I personally believe that the success of any missionary endeavor can be measured by the degree that nationals on any mission field are themselves fulfilling the Great Commission of Jesus Christ. For this goal of indigenization to be accomplished, the character quality of unselfishness must be present in the missionary endeavor. The purpose of this weeks entry is to demonstrate the importance of unselfishness in two missionary areas: adaptation and training.
The effective missionary will display the ability to adapt to his new surroundings. To the greatest extent possible, the missionary and his family must become like the people to whom they are ministering. They must unselfishly lay aside many of their own lifestyle traditions and adopt the ways of the nationals, albeit without any biblical compromise. A plan to accomplish adaptation includes the missionary’s attitude, his coworkers, and the culture of the mission field. Concerning the missionary’s attitude, he must be a servant to those he is called to influence with the gospel. He must minister and not expect to be ministered unto.

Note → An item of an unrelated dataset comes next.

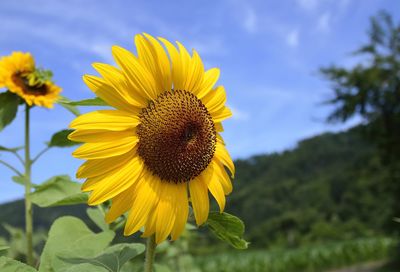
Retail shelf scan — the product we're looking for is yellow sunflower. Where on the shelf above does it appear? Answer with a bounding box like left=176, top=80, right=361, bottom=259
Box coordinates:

Concerning coworkers, the missionary must unselfishly yield to the expertise of veteran missionaries on the field. The missionary must also demonstrate an attitude of meekness toward any nationals to whom he is ministering. Concerning the culture of the mission field, the missionary must humbly adopt the position of a learner with regard to local customs and beliefs. If indigenization is to be realized, every missionary will, at some point in his ministry, become involved in training nationals to effectively share the gospel. The temptation for many missionaries is to selfishly pursue their ministries in their own power and for their own purposes, giving them a false sense of accomplishment. The successful missionary will set aside the pursuit of his own personal fulfillment and give himself to others – in a sense, working himself out of a job.
Every missionary should seek to identify an individual who can be mentored for missionary activity, just as the Apostle Paul did with Timothy. This individual should be chosen based on his ability to demonstrate leadership qualities.
Education should also be a part of missionary training. This education can take the simple form of Bible study groups or can be as complicated as establishing a church-based Bible institute or seminary.
Finally, the education process should culminate in the commissioning, or public recognition, of those who have been prepared to serve the Lord. A certificate or diploma might be presented, validating their preparation for spiritual service. Jesus said to make disciples. Christian missions is incomplete until the disciple becomes a disciple.